Sapperlot - wenn Wörter verschwinden
In Bonn wird die Geschichte der Sprache erforscht
Was ist das für ein hanebüchener Kokolores, treibt da ein Schlingel Schabernack? - So redet heute wohl niemand mehr. Manch einer mag über die alten Wörter abfällig den Kopf schütteln, bei manch einem wecken sie nostalgische Gefühle, und manch ein jüngerer Mensch hat diese Ausdrücke noch nie gehört. Im Laufe der Jahre verschwinden immer wieder Wörter aus dem aktiven Sprachgebrauch. »Der Grund dafür ist eigentlich ganz einfach«, sagt Claudia Wich-Reif, Professorin für Geschichte der Deutschen Sprache an der Universität Bonn: »Wir brauchen diese Wörter nicht mehr.«
Dafür gibt es unterschiedliche Ursachen. Häufig werden Begriffe durch modernere - oft aus dem Englischen stammende - Bezeichnungen ersetzt, zum Beispiel »High Heels« statt »Stöckelschuh«. Andere Wörter werden abgelöst, weil sie heute etwa als diskriminierend gelten. Manchmal verschwinden Wörter auch, weil es die Sache, die sie bezeichnen, kaum noch gibt - etwa »Walkman«. Es seien keineswegs nur sehr alte Wörter vom Aussterben bedroht, sondern durchaus auch relativ junge Begriffe, die schlichtweg vom Fortschritt überholt würden, sagt Wich-Reif. »Durch das Wegfallen von Wörtern verarmt die Sprache aber nicht«, betont die Sprachwissenschaftlerin. »Wir bekommen ja auch ständig neue Wörter dazu.« Viele davon kämen aus der Jugendsprache.

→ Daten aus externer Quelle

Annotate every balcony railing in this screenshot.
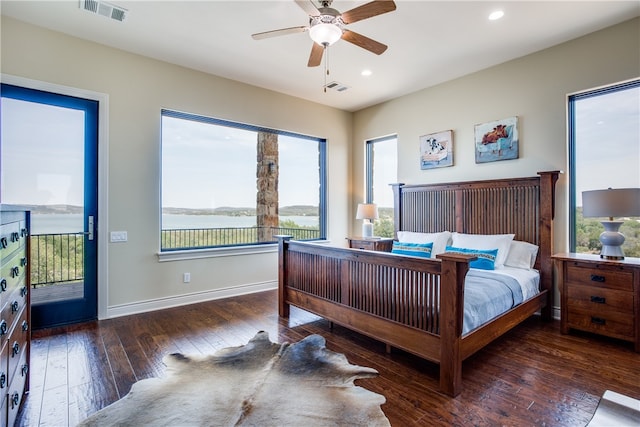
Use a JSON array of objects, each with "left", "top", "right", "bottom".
[{"left": 31, "top": 227, "right": 320, "bottom": 288}]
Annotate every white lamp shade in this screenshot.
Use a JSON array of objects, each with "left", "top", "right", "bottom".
[
  {"left": 356, "top": 203, "right": 378, "bottom": 219},
  {"left": 309, "top": 23, "right": 342, "bottom": 46},
  {"left": 582, "top": 188, "right": 640, "bottom": 218}
]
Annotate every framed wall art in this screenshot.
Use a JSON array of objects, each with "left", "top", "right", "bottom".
[
  {"left": 420, "top": 130, "right": 453, "bottom": 169},
  {"left": 474, "top": 116, "right": 519, "bottom": 163}
]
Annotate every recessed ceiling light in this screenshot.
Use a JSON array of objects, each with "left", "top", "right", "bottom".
[{"left": 489, "top": 10, "right": 504, "bottom": 21}]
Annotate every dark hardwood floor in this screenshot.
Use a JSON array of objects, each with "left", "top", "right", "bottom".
[{"left": 18, "top": 291, "right": 640, "bottom": 426}]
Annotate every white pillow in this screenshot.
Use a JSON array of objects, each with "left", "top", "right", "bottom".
[
  {"left": 504, "top": 240, "right": 538, "bottom": 270},
  {"left": 398, "top": 231, "right": 451, "bottom": 258},
  {"left": 451, "top": 232, "right": 515, "bottom": 268}
]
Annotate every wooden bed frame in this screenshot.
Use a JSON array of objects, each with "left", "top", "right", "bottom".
[{"left": 278, "top": 171, "right": 559, "bottom": 396}]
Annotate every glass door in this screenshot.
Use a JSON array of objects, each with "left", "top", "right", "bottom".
[{"left": 0, "top": 84, "right": 98, "bottom": 328}]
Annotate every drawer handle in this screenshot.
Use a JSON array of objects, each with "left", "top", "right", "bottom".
[{"left": 11, "top": 392, "right": 20, "bottom": 409}]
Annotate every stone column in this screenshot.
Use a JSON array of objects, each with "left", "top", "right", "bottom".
[{"left": 256, "top": 132, "right": 279, "bottom": 242}]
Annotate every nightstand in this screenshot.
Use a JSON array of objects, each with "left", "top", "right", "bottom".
[
  {"left": 552, "top": 253, "right": 640, "bottom": 352},
  {"left": 347, "top": 237, "right": 393, "bottom": 252}
]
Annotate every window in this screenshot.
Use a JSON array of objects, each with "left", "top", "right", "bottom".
[
  {"left": 160, "top": 110, "right": 326, "bottom": 251},
  {"left": 366, "top": 135, "right": 398, "bottom": 237},
  {"left": 569, "top": 80, "right": 640, "bottom": 257}
]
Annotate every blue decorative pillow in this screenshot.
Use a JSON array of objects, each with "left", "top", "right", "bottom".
[
  {"left": 445, "top": 246, "right": 498, "bottom": 270},
  {"left": 391, "top": 242, "right": 433, "bottom": 258}
]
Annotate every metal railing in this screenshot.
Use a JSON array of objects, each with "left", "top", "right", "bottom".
[
  {"left": 161, "top": 227, "right": 320, "bottom": 250},
  {"left": 31, "top": 232, "right": 84, "bottom": 288},
  {"left": 31, "top": 227, "right": 320, "bottom": 288}
]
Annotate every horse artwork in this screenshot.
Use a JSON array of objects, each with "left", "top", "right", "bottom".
[{"left": 475, "top": 117, "right": 519, "bottom": 163}]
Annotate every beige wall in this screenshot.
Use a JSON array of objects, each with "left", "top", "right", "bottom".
[
  {"left": 351, "top": 18, "right": 640, "bottom": 310},
  {"left": 1, "top": 16, "right": 352, "bottom": 316}
]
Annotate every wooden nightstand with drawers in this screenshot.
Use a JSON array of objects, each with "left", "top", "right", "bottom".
[
  {"left": 553, "top": 253, "right": 640, "bottom": 352},
  {"left": 347, "top": 237, "right": 393, "bottom": 252}
]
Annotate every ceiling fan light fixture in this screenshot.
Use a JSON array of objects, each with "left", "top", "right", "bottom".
[{"left": 309, "top": 22, "right": 342, "bottom": 47}]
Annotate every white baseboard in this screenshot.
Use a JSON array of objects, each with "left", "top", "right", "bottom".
[{"left": 101, "top": 280, "right": 278, "bottom": 320}]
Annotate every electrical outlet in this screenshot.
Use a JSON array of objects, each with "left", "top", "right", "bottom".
[{"left": 111, "top": 231, "right": 127, "bottom": 242}]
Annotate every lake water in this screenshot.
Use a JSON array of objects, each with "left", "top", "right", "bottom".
[{"left": 31, "top": 214, "right": 318, "bottom": 234}]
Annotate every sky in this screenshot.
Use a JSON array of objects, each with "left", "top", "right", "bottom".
[{"left": 0, "top": 87, "right": 640, "bottom": 208}]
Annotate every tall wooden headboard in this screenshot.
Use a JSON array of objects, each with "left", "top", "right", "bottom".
[{"left": 393, "top": 171, "right": 560, "bottom": 315}]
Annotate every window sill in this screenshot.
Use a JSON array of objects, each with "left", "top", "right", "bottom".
[{"left": 157, "top": 240, "right": 330, "bottom": 262}]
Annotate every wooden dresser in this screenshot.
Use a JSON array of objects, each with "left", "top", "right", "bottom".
[
  {"left": 553, "top": 253, "right": 640, "bottom": 352},
  {"left": 0, "top": 207, "right": 31, "bottom": 426},
  {"left": 347, "top": 237, "right": 393, "bottom": 252}
]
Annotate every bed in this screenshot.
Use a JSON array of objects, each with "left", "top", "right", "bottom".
[{"left": 278, "top": 171, "right": 559, "bottom": 396}]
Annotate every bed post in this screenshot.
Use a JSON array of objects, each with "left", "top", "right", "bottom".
[
  {"left": 275, "top": 235, "right": 291, "bottom": 318},
  {"left": 538, "top": 171, "right": 560, "bottom": 320},
  {"left": 389, "top": 183, "right": 404, "bottom": 239},
  {"left": 437, "top": 253, "right": 476, "bottom": 397}
]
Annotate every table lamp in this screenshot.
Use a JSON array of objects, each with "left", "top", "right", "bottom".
[
  {"left": 582, "top": 188, "right": 640, "bottom": 259},
  {"left": 356, "top": 203, "right": 378, "bottom": 237}
]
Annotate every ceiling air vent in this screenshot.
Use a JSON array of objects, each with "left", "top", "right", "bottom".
[
  {"left": 80, "top": 0, "right": 127, "bottom": 22},
  {"left": 324, "top": 82, "right": 349, "bottom": 92}
]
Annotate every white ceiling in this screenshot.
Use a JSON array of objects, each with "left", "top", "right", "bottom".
[{"left": 0, "top": 0, "right": 640, "bottom": 111}]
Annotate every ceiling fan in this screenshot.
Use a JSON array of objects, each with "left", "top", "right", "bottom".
[{"left": 251, "top": 0, "right": 396, "bottom": 67}]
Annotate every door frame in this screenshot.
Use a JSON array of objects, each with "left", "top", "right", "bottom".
[{"left": 0, "top": 73, "right": 109, "bottom": 320}]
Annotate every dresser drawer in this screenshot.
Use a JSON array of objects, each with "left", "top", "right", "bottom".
[
  {"left": 566, "top": 307, "right": 634, "bottom": 340},
  {"left": 565, "top": 284, "right": 633, "bottom": 316},
  {"left": 564, "top": 262, "right": 633, "bottom": 291}
]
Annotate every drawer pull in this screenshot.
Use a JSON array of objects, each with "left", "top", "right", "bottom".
[{"left": 11, "top": 392, "right": 20, "bottom": 409}]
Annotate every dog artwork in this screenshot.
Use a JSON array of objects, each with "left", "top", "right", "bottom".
[{"left": 420, "top": 131, "right": 453, "bottom": 169}]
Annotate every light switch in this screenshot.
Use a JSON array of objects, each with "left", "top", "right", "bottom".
[{"left": 111, "top": 231, "right": 127, "bottom": 242}]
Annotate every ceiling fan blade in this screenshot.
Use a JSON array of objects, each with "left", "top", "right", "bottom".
[
  {"left": 342, "top": 0, "right": 396, "bottom": 24},
  {"left": 295, "top": 0, "right": 320, "bottom": 16},
  {"left": 251, "top": 27, "right": 309, "bottom": 40},
  {"left": 307, "top": 42, "right": 324, "bottom": 67},
  {"left": 342, "top": 30, "right": 387, "bottom": 55}
]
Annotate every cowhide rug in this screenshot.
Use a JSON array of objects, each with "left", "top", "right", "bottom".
[{"left": 80, "top": 332, "right": 390, "bottom": 427}]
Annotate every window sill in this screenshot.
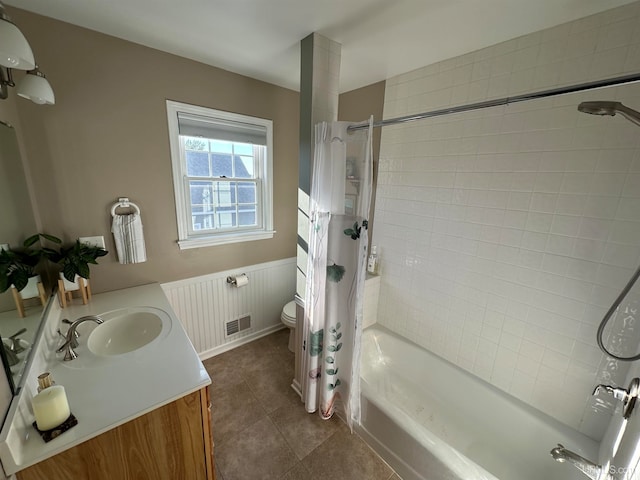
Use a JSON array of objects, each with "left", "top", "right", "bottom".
[{"left": 178, "top": 230, "right": 276, "bottom": 250}]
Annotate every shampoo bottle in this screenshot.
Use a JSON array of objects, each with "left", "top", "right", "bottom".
[{"left": 367, "top": 245, "right": 378, "bottom": 275}]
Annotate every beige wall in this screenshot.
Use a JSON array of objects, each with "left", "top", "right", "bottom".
[{"left": 9, "top": 9, "right": 299, "bottom": 292}]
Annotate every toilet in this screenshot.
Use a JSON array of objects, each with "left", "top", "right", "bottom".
[{"left": 280, "top": 300, "right": 296, "bottom": 352}]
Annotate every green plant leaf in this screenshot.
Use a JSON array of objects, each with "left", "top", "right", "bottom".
[
  {"left": 327, "top": 263, "right": 346, "bottom": 283},
  {"left": 309, "top": 330, "right": 324, "bottom": 357}
]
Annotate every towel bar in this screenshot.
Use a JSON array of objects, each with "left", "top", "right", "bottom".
[{"left": 111, "top": 197, "right": 140, "bottom": 217}]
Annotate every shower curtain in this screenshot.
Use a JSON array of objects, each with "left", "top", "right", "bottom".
[{"left": 304, "top": 117, "right": 373, "bottom": 427}]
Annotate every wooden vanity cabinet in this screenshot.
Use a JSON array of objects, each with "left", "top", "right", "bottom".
[{"left": 16, "top": 387, "right": 215, "bottom": 480}]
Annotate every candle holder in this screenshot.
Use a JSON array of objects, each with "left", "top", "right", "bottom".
[{"left": 33, "top": 413, "right": 78, "bottom": 443}]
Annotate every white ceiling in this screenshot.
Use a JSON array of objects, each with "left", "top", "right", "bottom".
[{"left": 5, "top": 0, "right": 634, "bottom": 92}]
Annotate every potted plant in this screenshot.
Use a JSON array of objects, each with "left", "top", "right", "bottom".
[
  {"left": 43, "top": 240, "right": 109, "bottom": 307},
  {"left": 44, "top": 240, "right": 109, "bottom": 282},
  {"left": 0, "top": 234, "right": 60, "bottom": 317}
]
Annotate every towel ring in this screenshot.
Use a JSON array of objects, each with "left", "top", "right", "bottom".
[{"left": 111, "top": 198, "right": 140, "bottom": 217}]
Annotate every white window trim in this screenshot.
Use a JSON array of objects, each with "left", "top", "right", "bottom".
[{"left": 167, "top": 100, "right": 276, "bottom": 250}]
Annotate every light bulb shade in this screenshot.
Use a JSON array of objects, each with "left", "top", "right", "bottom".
[
  {"left": 17, "top": 70, "right": 56, "bottom": 105},
  {"left": 0, "top": 16, "right": 36, "bottom": 70}
]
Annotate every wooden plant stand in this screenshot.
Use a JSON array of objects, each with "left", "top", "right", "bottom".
[{"left": 58, "top": 276, "right": 91, "bottom": 308}]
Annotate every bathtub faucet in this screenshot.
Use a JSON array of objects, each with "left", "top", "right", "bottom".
[{"left": 549, "top": 444, "right": 602, "bottom": 480}]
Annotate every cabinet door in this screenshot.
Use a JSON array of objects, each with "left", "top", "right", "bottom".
[
  {"left": 16, "top": 388, "right": 214, "bottom": 480},
  {"left": 200, "top": 387, "right": 216, "bottom": 480}
]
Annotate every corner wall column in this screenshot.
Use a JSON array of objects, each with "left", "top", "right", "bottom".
[{"left": 292, "top": 33, "right": 342, "bottom": 393}]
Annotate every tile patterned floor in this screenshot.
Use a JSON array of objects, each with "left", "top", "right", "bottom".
[{"left": 204, "top": 329, "right": 400, "bottom": 480}]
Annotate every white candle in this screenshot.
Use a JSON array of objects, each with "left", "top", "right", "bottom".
[{"left": 31, "top": 385, "right": 71, "bottom": 431}]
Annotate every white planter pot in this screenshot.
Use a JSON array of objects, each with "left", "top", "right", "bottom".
[
  {"left": 15, "top": 275, "right": 41, "bottom": 298},
  {"left": 60, "top": 272, "right": 89, "bottom": 292}
]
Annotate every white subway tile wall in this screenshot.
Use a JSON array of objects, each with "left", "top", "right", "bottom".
[{"left": 373, "top": 2, "right": 640, "bottom": 439}]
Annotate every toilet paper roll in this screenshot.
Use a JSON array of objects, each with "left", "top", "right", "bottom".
[{"left": 235, "top": 273, "right": 249, "bottom": 288}]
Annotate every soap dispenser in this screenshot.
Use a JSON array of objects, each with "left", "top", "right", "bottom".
[{"left": 31, "top": 372, "right": 71, "bottom": 432}]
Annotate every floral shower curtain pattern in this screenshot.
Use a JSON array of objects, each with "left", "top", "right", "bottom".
[{"left": 304, "top": 117, "right": 373, "bottom": 426}]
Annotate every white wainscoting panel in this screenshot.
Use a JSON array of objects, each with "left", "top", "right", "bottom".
[{"left": 162, "top": 257, "right": 296, "bottom": 359}]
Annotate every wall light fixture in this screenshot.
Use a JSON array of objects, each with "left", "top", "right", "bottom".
[{"left": 0, "top": 3, "right": 56, "bottom": 105}]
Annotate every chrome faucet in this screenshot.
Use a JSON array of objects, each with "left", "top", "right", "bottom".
[
  {"left": 549, "top": 443, "right": 602, "bottom": 480},
  {"left": 56, "top": 315, "right": 104, "bottom": 362}
]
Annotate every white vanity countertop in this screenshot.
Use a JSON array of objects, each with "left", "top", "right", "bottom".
[{"left": 0, "top": 284, "right": 211, "bottom": 474}]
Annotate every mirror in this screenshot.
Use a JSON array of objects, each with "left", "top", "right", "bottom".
[{"left": 0, "top": 121, "right": 50, "bottom": 395}]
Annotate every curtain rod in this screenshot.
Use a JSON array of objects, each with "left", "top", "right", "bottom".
[{"left": 347, "top": 73, "right": 640, "bottom": 132}]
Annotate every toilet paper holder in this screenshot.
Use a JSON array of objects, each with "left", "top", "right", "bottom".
[{"left": 227, "top": 273, "right": 249, "bottom": 287}]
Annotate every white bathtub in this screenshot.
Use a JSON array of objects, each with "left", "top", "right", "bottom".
[{"left": 357, "top": 325, "right": 598, "bottom": 480}]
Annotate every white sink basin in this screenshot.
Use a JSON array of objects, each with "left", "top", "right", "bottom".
[{"left": 87, "top": 307, "right": 171, "bottom": 356}]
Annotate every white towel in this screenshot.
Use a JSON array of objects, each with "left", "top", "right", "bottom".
[{"left": 111, "top": 213, "right": 147, "bottom": 263}]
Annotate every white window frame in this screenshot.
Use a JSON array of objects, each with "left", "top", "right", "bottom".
[{"left": 167, "top": 100, "right": 276, "bottom": 250}]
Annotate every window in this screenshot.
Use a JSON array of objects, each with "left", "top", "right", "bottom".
[{"left": 167, "top": 100, "right": 275, "bottom": 249}]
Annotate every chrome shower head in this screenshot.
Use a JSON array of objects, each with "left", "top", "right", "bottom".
[{"left": 578, "top": 101, "right": 640, "bottom": 126}]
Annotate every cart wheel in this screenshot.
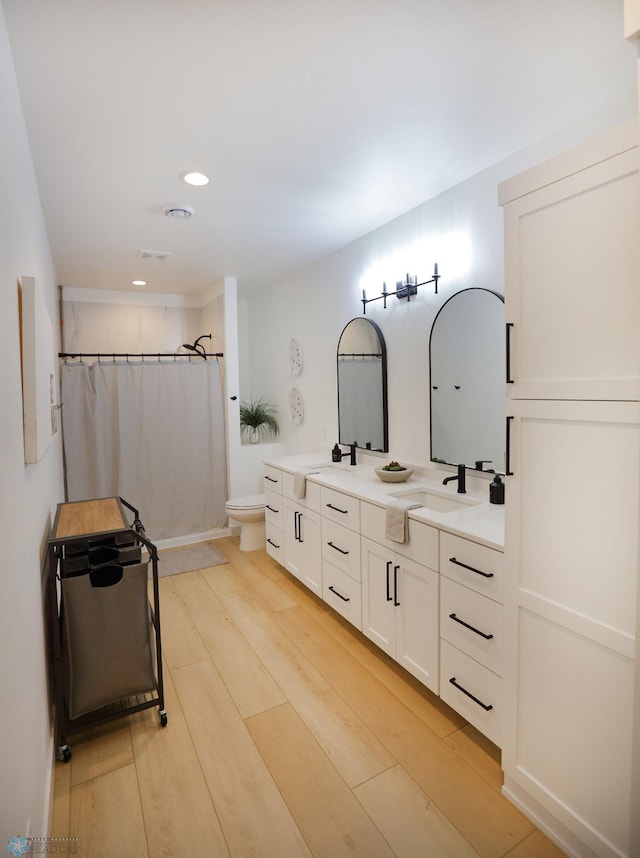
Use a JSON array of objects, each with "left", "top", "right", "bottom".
[{"left": 58, "top": 745, "right": 71, "bottom": 763}]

Katharina Mahrenholtz hat 100 »vergessene Wörter« in einem im Duden-Verlag erschienenen Buch zusammengestellt und ihre Herkunft beleuchtet. »Kaum jemand kennt zum Beispiel die ursprüngliche Bedeutung von ›hanebüchen‹ oder benutzt den Ausdruck aufgrund dessen«, sagt die Journalistin. Seinen Ursprung hat das Wort im Namen der Hainbuche, einem Baum mit sehr knorrigem Holz. Daraus bildete sich das Adjektiv »hainbüchen«, was im 18. Jahrhundert zu »hanebüchen« wurde und seine Bedeutung zu »absurd« oder »unerhört« wandelte.
»Kokolores« entstand laut Mahrenholtz wahrscheinlich im 16. Jahrhundert als Nachahmung eines Hahnenschreis, so wie »Kikeriki«. »Kokolores« ist als Synonym für »Unsinn« oder »Quatsch« inzwischen eher ungebräuchlich, ähnlich wie »Firlefanz«, »Mumpitz« oder auch »Schabernack«. Letzteres stammt aus dem 14. Jahrhundert, als Till Eulenspiegel seine Streiche spielte.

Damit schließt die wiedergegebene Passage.